What is Voluntary Surrender?
Whenever you fall behind on your auto loan payments, you are
technically in default of your contract and at risk for repossession. Most loan
agreements say that the creditor may take possession of the vehicle if the
terms of the contract are not met. While some banks will give you 60 or even 90
days to catch up and pay off your balance, they are not legally required to do
so. Once you fall behind, the lender has the legal right to collect your vehicle.
That doesn’t mean you have to live in fear of the repo-man. If
your bank, loan company, or credit union offers voluntary surrender, you can
arrange a time and place to drop off the vehicle and sign over title to the
lender. By voluntarily surrendering your vehicle you are admitting that you
will not be able to pay the debt on time, but doing so may have certain
advantages.
Is Voluntary Surrender Better than Repossession?
Voluntary surrender is not very different from repossession,
legally speaking. In both cases, your vehicle will be sold at auction and you
will still
be responsible for any amount owed beyond the sale price – the “deficiency
balance”. You may also still have to pay interest or late fees connected with
the loan itself.
Still, voluntary surrender can be a better option for some
borrowers than repossession, even if only for practical reasons. Also called
voluntary repossession, it allows you to control when and where the lender
takes back the vehicle. This can eliminate stress and give you peace of mind
about the process. It may also give you an opportunity to make certain inexpensive
repairs that will cause the vehicle to bring in a higher price at auction.
How Can You Fix Your Credit Score After Voluntary Surrender or Repossession?
Both repossession and voluntary surrender show up as loan
defaults on your credit report. They will negatively affect your credit score
for 7 years. That means you could end up paying higher interest on your next
car loan because the lender will consider you “high risk”. It could also affect
the rates you receive on mortgages and credit cards, or even your ability to be
approved for a lease.
However, if you agree to a voluntary surrender of your vehicle,
that will be noted on your credit report. If a lender looks closely, it can
help reduce the effect of a lower score. To make this more likely, you should draw
your loan officer’s attention to the voluntary surrender early in the process. In
some circumstances, an explanatory letter may also help.

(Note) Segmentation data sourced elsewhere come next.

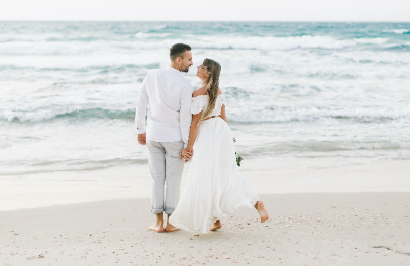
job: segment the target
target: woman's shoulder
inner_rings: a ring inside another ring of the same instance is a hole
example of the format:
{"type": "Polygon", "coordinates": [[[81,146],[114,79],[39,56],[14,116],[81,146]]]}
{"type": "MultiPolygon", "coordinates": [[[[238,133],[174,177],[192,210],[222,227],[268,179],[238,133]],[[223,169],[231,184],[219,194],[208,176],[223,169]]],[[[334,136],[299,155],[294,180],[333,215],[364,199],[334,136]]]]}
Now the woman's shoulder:
{"type": "Polygon", "coordinates": [[[206,95],[207,92],[205,91],[205,89],[203,88],[197,88],[193,92],[192,92],[192,97],[196,97],[196,96],[199,96],[200,95],[206,95]]]}

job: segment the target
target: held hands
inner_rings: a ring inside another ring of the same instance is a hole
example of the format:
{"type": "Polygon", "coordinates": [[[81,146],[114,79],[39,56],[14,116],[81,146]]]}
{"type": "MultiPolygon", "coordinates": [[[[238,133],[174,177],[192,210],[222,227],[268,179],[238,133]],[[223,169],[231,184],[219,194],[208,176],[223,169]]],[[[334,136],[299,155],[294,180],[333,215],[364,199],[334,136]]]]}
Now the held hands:
{"type": "Polygon", "coordinates": [[[141,145],[145,145],[147,143],[145,142],[146,134],[142,133],[142,134],[138,135],[138,143],[141,145]]]}
{"type": "Polygon", "coordinates": [[[179,157],[183,157],[183,159],[185,160],[185,163],[187,163],[187,162],[189,161],[193,155],[194,155],[193,149],[191,149],[191,150],[182,149],[181,150],[181,151],[179,152],[179,157]]]}

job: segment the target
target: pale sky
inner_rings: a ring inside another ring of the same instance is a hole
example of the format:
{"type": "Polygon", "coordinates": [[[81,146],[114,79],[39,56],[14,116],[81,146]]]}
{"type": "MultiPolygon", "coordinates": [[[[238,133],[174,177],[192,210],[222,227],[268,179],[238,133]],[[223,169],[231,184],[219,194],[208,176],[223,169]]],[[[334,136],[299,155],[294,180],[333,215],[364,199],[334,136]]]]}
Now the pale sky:
{"type": "Polygon", "coordinates": [[[0,20],[410,21],[410,0],[0,0],[0,20]]]}

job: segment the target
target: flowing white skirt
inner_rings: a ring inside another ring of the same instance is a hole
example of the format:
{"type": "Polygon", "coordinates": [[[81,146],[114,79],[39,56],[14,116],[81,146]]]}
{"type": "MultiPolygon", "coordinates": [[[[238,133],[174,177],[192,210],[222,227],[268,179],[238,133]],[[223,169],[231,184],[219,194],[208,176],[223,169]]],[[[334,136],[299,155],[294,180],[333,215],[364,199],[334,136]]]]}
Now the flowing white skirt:
{"type": "Polygon", "coordinates": [[[203,234],[241,206],[254,208],[259,197],[236,165],[231,130],[216,117],[198,124],[187,186],[170,217],[173,226],[203,234]]]}

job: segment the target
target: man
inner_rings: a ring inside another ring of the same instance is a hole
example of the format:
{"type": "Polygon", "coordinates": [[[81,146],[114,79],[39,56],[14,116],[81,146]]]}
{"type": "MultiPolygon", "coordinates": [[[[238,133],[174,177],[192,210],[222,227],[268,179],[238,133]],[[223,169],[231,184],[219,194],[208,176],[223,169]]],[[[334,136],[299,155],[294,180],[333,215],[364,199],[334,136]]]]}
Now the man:
{"type": "MultiPolygon", "coordinates": [[[[151,212],[156,216],[156,222],[149,229],[158,232],[179,230],[169,223],[164,228],[163,213],[168,215],[169,220],[179,199],[184,161],[180,154],[185,153],[188,142],[192,94],[192,86],[180,72],[188,72],[193,64],[191,50],[183,43],[173,45],[170,50],[171,65],[150,70],[138,97],[135,126],[138,142],[148,149],[151,212]]],[[[188,153],[189,157],[192,154],[188,153]]]]}

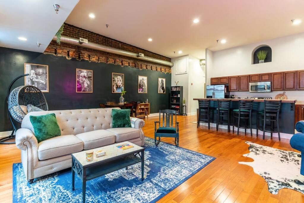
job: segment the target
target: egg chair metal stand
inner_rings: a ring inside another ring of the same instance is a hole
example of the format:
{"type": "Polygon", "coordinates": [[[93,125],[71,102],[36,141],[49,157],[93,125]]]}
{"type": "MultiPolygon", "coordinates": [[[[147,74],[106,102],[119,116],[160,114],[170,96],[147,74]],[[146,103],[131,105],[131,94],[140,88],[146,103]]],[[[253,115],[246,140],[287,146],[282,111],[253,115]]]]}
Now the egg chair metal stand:
{"type": "Polygon", "coordinates": [[[48,110],[47,103],[43,93],[34,86],[21,86],[16,87],[11,92],[12,86],[16,80],[20,78],[28,75],[29,74],[25,74],[17,77],[9,87],[7,102],[9,117],[12,125],[13,130],[11,135],[0,139],[0,144],[10,144],[15,143],[15,142],[6,141],[15,138],[14,132],[17,131],[17,129],[13,121],[13,119],[21,123],[27,113],[23,111],[20,105],[25,107],[28,104],[32,104],[44,110],[48,110]]]}

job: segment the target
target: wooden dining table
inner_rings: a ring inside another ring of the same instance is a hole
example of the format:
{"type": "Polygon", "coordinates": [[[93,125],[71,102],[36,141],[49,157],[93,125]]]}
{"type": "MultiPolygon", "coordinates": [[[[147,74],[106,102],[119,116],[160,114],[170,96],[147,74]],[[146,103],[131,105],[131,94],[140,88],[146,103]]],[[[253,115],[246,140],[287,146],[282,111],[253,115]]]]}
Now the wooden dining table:
{"type": "Polygon", "coordinates": [[[106,108],[115,108],[116,107],[119,107],[121,109],[123,109],[125,108],[125,106],[123,103],[112,103],[109,104],[105,104],[105,106],[106,108]]]}

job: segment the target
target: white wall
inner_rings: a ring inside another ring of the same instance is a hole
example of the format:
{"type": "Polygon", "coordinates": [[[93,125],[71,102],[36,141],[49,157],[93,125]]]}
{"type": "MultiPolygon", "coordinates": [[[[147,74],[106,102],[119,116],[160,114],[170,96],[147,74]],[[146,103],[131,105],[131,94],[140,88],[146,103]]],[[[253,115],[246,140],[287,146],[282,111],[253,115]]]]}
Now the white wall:
{"type": "Polygon", "coordinates": [[[189,56],[189,99],[187,107],[190,114],[196,114],[199,107],[197,101],[194,98],[205,97],[205,74],[199,65],[199,59],[189,56]]]}
{"type": "MultiPolygon", "coordinates": [[[[173,66],[171,68],[171,86],[176,86],[174,81],[178,81],[178,86],[183,86],[183,97],[185,97],[186,100],[188,101],[188,88],[189,88],[189,74],[187,73],[186,74],[180,74],[175,75],[175,61],[177,59],[186,58],[187,59],[187,62],[189,63],[189,56],[183,56],[176,58],[171,59],[171,62],[174,64],[173,66]]],[[[181,99],[182,99],[181,98],[181,99]]],[[[187,110],[188,112],[188,109],[187,110]]],[[[188,112],[187,112],[188,113],[188,112]]]]}
{"type": "Polygon", "coordinates": [[[174,64],[171,68],[171,86],[175,86],[174,81],[178,81],[178,85],[183,86],[183,97],[186,100],[187,113],[196,114],[198,104],[197,101],[193,100],[193,99],[203,98],[205,95],[205,74],[199,65],[199,59],[187,55],[171,59],[171,62],[174,64]],[[187,73],[175,75],[176,60],[185,58],[188,64],[187,73]]]}
{"type": "Polygon", "coordinates": [[[213,77],[213,52],[211,50],[206,49],[206,85],[210,85],[210,78],[213,77]]]}
{"type": "MultiPolygon", "coordinates": [[[[206,51],[206,56],[208,54],[206,51]]],[[[209,70],[207,72],[207,82],[209,83],[210,78],[216,77],[302,70],[304,69],[303,55],[304,33],[213,52],[212,71],[210,74],[209,70]],[[251,64],[252,51],[261,44],[271,48],[272,62],[251,64]]],[[[209,60],[206,59],[207,63],[209,60]]],[[[209,69],[207,65],[206,67],[209,69]]],[[[242,98],[247,96],[250,98],[255,96],[274,98],[282,92],[254,93],[236,92],[230,94],[242,98]]],[[[288,99],[304,100],[304,92],[286,91],[286,94],[288,99]]]]}

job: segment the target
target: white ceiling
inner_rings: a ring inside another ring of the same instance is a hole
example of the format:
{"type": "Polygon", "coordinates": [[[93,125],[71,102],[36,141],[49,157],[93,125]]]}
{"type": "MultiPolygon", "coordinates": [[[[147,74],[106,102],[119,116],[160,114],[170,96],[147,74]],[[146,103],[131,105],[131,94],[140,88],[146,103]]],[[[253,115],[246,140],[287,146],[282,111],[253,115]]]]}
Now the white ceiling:
{"type": "Polygon", "coordinates": [[[43,52],[79,0],[2,0],[0,47],[43,52]],[[60,6],[58,14],[55,4],[60,6]]]}
{"type": "Polygon", "coordinates": [[[202,59],[206,48],[218,51],[304,32],[303,10],[303,0],[81,0],[66,22],[169,57],[202,59]],[[298,18],[302,24],[292,25],[290,20],[298,18]],[[217,44],[224,38],[226,44],[217,44]]]}

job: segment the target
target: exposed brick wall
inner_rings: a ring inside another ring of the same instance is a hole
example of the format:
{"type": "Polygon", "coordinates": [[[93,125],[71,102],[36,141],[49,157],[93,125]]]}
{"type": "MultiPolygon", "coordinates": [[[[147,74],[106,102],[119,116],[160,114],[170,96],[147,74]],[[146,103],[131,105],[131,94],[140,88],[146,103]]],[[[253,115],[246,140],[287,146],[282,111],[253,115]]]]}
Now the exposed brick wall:
{"type": "MultiPolygon", "coordinates": [[[[62,35],[74,38],[84,38],[88,39],[89,42],[133,53],[143,53],[147,56],[167,61],[171,61],[171,59],[170,58],[65,23],[62,35]]],[[[59,44],[54,41],[51,42],[44,53],[57,56],[64,56],[68,59],[74,58],[79,60],[85,60],[90,62],[112,63],[121,66],[134,67],[140,69],[148,69],[171,73],[170,66],[151,63],[75,45],[64,43],[59,44]]]]}

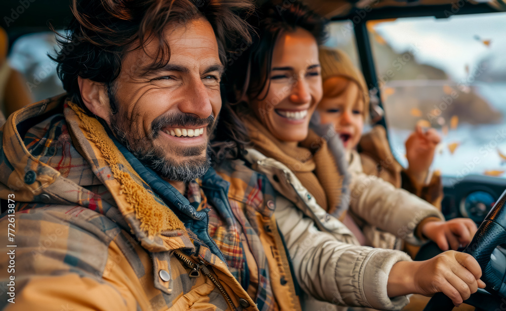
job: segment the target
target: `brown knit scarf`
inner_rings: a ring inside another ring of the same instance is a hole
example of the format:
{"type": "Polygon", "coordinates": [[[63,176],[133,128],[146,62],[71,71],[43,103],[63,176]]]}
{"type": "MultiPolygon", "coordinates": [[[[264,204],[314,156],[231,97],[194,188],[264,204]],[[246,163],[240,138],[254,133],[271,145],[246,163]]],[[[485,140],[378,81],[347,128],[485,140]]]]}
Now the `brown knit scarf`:
{"type": "Polygon", "coordinates": [[[293,148],[274,137],[254,116],[246,118],[244,124],[255,149],[286,165],[328,213],[337,209],[343,177],[324,139],[310,129],[306,139],[293,148]]]}

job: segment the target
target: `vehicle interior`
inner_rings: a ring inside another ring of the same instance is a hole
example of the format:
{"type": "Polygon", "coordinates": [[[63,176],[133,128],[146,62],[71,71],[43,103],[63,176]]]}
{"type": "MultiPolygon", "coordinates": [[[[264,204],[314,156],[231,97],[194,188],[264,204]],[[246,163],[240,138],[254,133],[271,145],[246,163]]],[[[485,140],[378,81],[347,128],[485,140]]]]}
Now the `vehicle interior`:
{"type": "MultiPolygon", "coordinates": [[[[447,219],[481,224],[464,251],[478,260],[487,286],[467,302],[477,310],[504,309],[506,0],[306,2],[331,21],[325,45],[344,50],[362,69],[371,126],[385,127],[397,161],[405,166],[404,142],[416,125],[441,135],[433,169],[442,178],[442,211],[447,219]]],[[[64,92],[47,54],[57,49],[49,25],[63,31],[70,19],[68,0],[4,0],[0,12],[8,36],[0,44],[30,99],[64,92]]],[[[441,296],[426,309],[451,309],[441,296]]]]}

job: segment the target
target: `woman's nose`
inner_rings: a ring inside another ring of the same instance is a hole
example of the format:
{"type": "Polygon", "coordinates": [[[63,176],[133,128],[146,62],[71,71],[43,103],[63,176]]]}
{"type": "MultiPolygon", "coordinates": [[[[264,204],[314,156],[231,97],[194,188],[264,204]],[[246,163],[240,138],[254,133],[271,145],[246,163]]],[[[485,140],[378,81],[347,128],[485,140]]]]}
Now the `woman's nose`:
{"type": "Polygon", "coordinates": [[[311,101],[311,94],[307,83],[304,80],[296,81],[291,94],[290,94],[290,100],[295,103],[305,104],[311,101]]]}

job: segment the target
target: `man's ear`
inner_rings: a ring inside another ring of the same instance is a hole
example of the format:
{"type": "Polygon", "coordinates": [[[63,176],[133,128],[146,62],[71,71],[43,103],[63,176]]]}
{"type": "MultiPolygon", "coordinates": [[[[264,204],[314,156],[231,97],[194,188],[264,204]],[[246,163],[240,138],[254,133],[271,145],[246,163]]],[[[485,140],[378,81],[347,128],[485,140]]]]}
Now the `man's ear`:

The best way to limit the effect of a voluntary surrender on
your credit score is to build up your credit around it. By restoring your
credit through consolidation, on-time payments, and being smart with your debt,
you can make the voluntary surrender or repossession seem more like an isolated
incident or a bad experience in your past, rather than a signal of future
trouble to come.
No one wants to lose possession of a car. But when
collections companies are calling, it can sometimes be a better alternative to
repossession. Paired with a strategy to stop collections harassment and pay
down your debt, it can get you back to stable financial ground.
Dani K. Liblang is a collections harassment
attorney at The Liblang Law Firm, PC, in Birmingham, Michigan. She helps
consumers resolve outstanding collections lawsuits. If you are considering
voluntary surrender to stop the creditor calls, contact The Liblang Law Firm
for a free consultation.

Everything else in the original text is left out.